Thursday, August 13, 2009

New polling on Social Security reform

The National Academy of Social Insurance released a new poll on Social Security reform, conducted in conjunction with the Rockefeller Foundation. The main takeaway from the poll is that people place a lot of value on Social Security and they'd be willing to pay higher taxes in order to keep benefits flowing (although, as it turns out, they'd much rather have other people pay higher taxes.) While I have some criticisms, which I'll discuss below, overall this is well worth checking out.

I became involved with polling on Social Security while I was at the Cato Institute, as well as some focus group work since then, and came to the conclusion there are two general varieties: polls performed for public consumption, designed to shift public opinion through their reporting of, well, public opinion; and polls designed as tools for better understanding the strengths and weaknesses of your own positions. Cato conducted a number of polls that highlighted public support for personal accounts and these polls generated good press. As time went on, however, I became more interested in testing this position. So, for instance, we added questions asking people who did not support accounts why they felt as they did. I also found that a number of arguments that were attractive from a philosophical perspective – for instance, that personal accounts gave you personal ownership while the current system did not – weren't particularly effective with people who didn't already agree with us.*

In any case, I suspect that the NASI poll lies in the former rather than the latter category of polls. I don't find it hard to believe that many folks would rather pay higher taxes for Social Security than receive lower benefits, and I find it very easy to believe that they'd rather have other people pay higher taxes than receive lower benefits themselves. (For instance, even delayed payroll tax rate increases, which would affect everyone, are favored much less than current tax increases on high earners.) But I'm not sure that true public opinion is nearly as cut-and-dried as the NASI poll seems to show.

For instance, you might simply ask people, "Social Security faces a financial shortfall.
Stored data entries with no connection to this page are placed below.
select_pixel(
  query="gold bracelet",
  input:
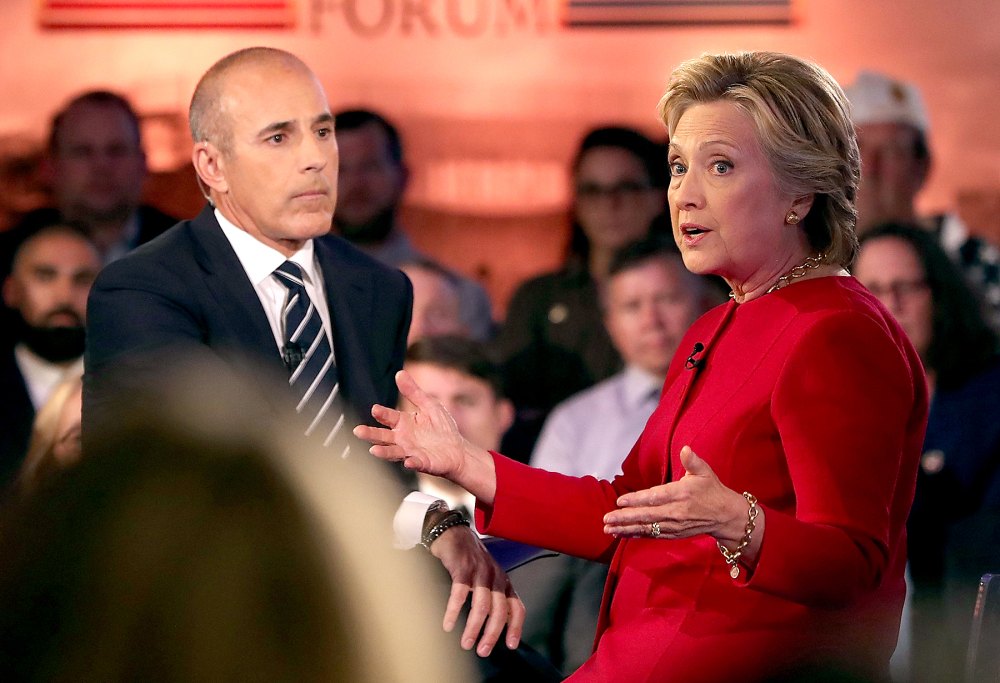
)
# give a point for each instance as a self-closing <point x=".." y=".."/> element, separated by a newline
<point x="732" y="557"/>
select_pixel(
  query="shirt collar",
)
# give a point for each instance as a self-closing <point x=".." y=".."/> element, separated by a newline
<point x="258" y="259"/>
<point x="641" y="386"/>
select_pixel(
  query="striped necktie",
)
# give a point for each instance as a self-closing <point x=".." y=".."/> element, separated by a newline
<point x="309" y="358"/>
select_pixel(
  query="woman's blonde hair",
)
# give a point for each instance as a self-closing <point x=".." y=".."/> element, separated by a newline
<point x="803" y="124"/>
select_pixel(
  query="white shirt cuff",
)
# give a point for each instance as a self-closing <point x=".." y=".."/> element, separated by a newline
<point x="408" y="523"/>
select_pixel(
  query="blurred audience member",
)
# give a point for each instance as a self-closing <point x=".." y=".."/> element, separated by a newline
<point x="956" y="511"/>
<point x="896" y="160"/>
<point x="96" y="166"/>
<point x="553" y="342"/>
<point x="459" y="374"/>
<point x="189" y="546"/>
<point x="649" y="300"/>
<point x="436" y="303"/>
<point x="370" y="187"/>
<point x="21" y="186"/>
<point x="47" y="292"/>
<point x="55" y="436"/>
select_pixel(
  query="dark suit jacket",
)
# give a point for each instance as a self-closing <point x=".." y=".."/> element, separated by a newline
<point x="152" y="224"/>
<point x="16" y="416"/>
<point x="188" y="290"/>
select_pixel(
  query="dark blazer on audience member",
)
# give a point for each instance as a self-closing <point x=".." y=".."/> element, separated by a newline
<point x="16" y="416"/>
<point x="188" y="289"/>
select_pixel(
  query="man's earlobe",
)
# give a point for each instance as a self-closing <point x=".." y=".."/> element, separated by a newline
<point x="209" y="166"/>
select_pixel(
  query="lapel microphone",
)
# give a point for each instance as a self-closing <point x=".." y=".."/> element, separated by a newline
<point x="292" y="354"/>
<point x="693" y="361"/>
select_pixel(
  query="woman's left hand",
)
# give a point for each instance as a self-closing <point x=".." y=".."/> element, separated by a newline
<point x="698" y="503"/>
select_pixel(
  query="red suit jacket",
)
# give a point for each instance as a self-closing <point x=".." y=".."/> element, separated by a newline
<point x="812" y="399"/>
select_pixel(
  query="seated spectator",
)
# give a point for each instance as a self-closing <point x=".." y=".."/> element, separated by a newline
<point x="459" y="373"/>
<point x="436" y="302"/>
<point x="370" y="188"/>
<point x="892" y="127"/>
<point x="47" y="294"/>
<point x="956" y="509"/>
<point x="188" y="547"/>
<point x="55" y="436"/>
<point x="553" y="342"/>
<point x="649" y="301"/>
<point x="96" y="167"/>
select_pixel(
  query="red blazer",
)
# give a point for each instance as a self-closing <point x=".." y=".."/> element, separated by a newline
<point x="812" y="399"/>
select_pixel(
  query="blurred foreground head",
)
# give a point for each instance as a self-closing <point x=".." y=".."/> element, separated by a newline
<point x="189" y="545"/>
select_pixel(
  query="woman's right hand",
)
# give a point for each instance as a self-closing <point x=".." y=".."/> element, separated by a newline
<point x="428" y="440"/>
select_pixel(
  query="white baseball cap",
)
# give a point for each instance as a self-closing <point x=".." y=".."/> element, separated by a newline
<point x="877" y="98"/>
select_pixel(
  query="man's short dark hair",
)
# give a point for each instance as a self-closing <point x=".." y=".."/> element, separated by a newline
<point x="637" y="253"/>
<point x="100" y="98"/>
<point x="352" y="119"/>
<point x="652" y="155"/>
<point x="467" y="356"/>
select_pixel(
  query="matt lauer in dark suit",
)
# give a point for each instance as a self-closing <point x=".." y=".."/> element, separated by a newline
<point x="257" y="276"/>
To meet it, would you rather pay higher Social Security taxes or receive lower Social Security benefits." You could flesh that out, if desired, with pros and cons of each. While I can think of a number of reasons people might be willing to pay more – e.g., they don't trust financial markets, they expect to receive a good return on their current contributions – I can also think of reasons why ordinary people would prefer lower benefits coupled with increased personal saving: they want to build assets, they don't trust that higher taxes today would be saved to pay benefits tomorrow, or they simply don't want to depend on one source for most or all of their retirement income. I'm not sure that the NASI poll really gets at these kinds of choices – but these are the choices people will have to make as they consider Social Security reform.

A further thought: the NASI poll, and others I've seen, put a lot of emphasis on increasing tax revenues from high earners, such as through raising the payroll tax ceiling, imposing a surtax on high earners, or dedicating estate tax revenues to Social Security. This emphasis strikes me as slightly odd coming from NASI, given how alien it is to the ways in which social insurance has generally functioned here and abroad. The link between contributions and benefits was deliberate from the beginning of the program and has been portrayed as a source of Social Security's ongoing political support. While every program should be open to change, I wonder how well the longer-term effects of breaking the contribution-benefit link have been thought through by folks on the left. (I discussed some of these issues in this article.)


*The reason, for anyone interested, is that highlighting the lack of ownership rights under current law scared current beneficiaries, who became more concerned that their benefits might be cut under reform plans. The "ownership argument," which had a ton of appeal for philosophical libertarians, weakened support for accounts more for seniors than it strengthened support among younger individuals.


Bruce Webb said...

NASI was founded by Bob Ball and current leadership are still emotionally committed to Bob and so the Ball Plan which relies in part on a diversion of estate taxes to SS.

I was invited to join a mail list established by NASI insiders and you have to tread carefully around any criticism of Ball's approach.

I think the Ball Plan is misguided as it breaks the Social Insurance model but it is too soon after Ball's death to allow some of the NASI people to distance themselves. My take anyway.

BTW this mail list tracks Notes very closely. It may not show up in your traffic but people are reading your stuff by proxy via an RSS feed forwarded on e-mail to some pretty big names. (With me in the role of dust under the chariot wheels)

Andrew G. Biggs said...

Thanks, and glad to hear it's getting around. Any publicity is good publicity, I guess.

I think it's a danger to too closely follow any person's model (Republicans have the same problem with looking at everything through Reagan's lens). Ball's plan -- as written, not as generally described by Nancy Altman -- does keep the program solvent over the long-term, but includes things the left wouldn't like -- tax rate increases, CPI reductions, and potentially trust fund investment -- and things the right wouldn't like, such as using non-Social Security revenues. It's hard to criticize it too much, given that so few people have been willing to put any kind of plan on the table. While no one's going to swallow it whole, there may be chunks that could work in a compromise plan.